Here is a snippet that glues together the two commands (you can copy it including the outer brackets, replace the variables and run it in the shell):

(
    dataset=.
    parent_commit="193d23d82b9116e5247c4ffb46f534e2e37ac7c5"
    subds_path="data/inputs/rawdata/bids"
    subds_file_path="./README.md"

    datalad -f disabled \
        foreach-dataset -d "${dataset}" --contains "${subds_path}" \
        git show "$(git rev-parse "${parent_commit}":"${subds_path}")":"${subds_file_path}" | cat
)

the datalad foreach-dataset command is really good for iterating through subdatasets – in case you have inputs from several different subdatasets.

Still, I wonder if there is a more DataLad-onic () solution for this use case?

jhpb7 · May 25, 2022, 12:15pm

Oh, that’s really wonderful!
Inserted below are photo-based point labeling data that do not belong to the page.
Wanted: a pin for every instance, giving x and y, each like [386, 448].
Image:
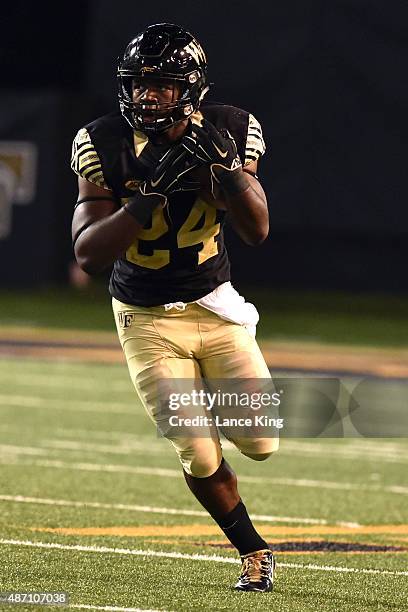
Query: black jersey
[180, 254]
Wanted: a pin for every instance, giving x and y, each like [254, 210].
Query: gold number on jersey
[186, 236]
[160, 257]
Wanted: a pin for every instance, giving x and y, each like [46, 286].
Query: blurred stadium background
[328, 82]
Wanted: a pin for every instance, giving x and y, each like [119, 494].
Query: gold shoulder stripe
[255, 145]
[85, 160]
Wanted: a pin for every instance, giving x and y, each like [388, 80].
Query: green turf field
[93, 504]
[380, 320]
Thank you so much
I will use this for now.

I also wonder if there is a more native solution for datalad. I think what would be really helpful would be a command that shows the commit-hashes of all the input and output files of a datalad run, possibly using the commit-hash of the run as input.
I’m not sure if that’s just interesting to me, though, or if that’s really helpful to more people… any ideas anyone?

yarikoptic · May 25, 2022, 8:58pm

FWIW there is the very core command datalad status which can give you all kinds of information about the state of anything you point it to. Someone could marry it to datalad diff output to identify what has changed (outputs) and show that information… so-- some helper tooling is there and someone would need to make such a magical command. May be by coding a new datalad extension (see Customization and extension of functionality — DataLad 0.16.3+0.g00aff2c74.dirty documentation ).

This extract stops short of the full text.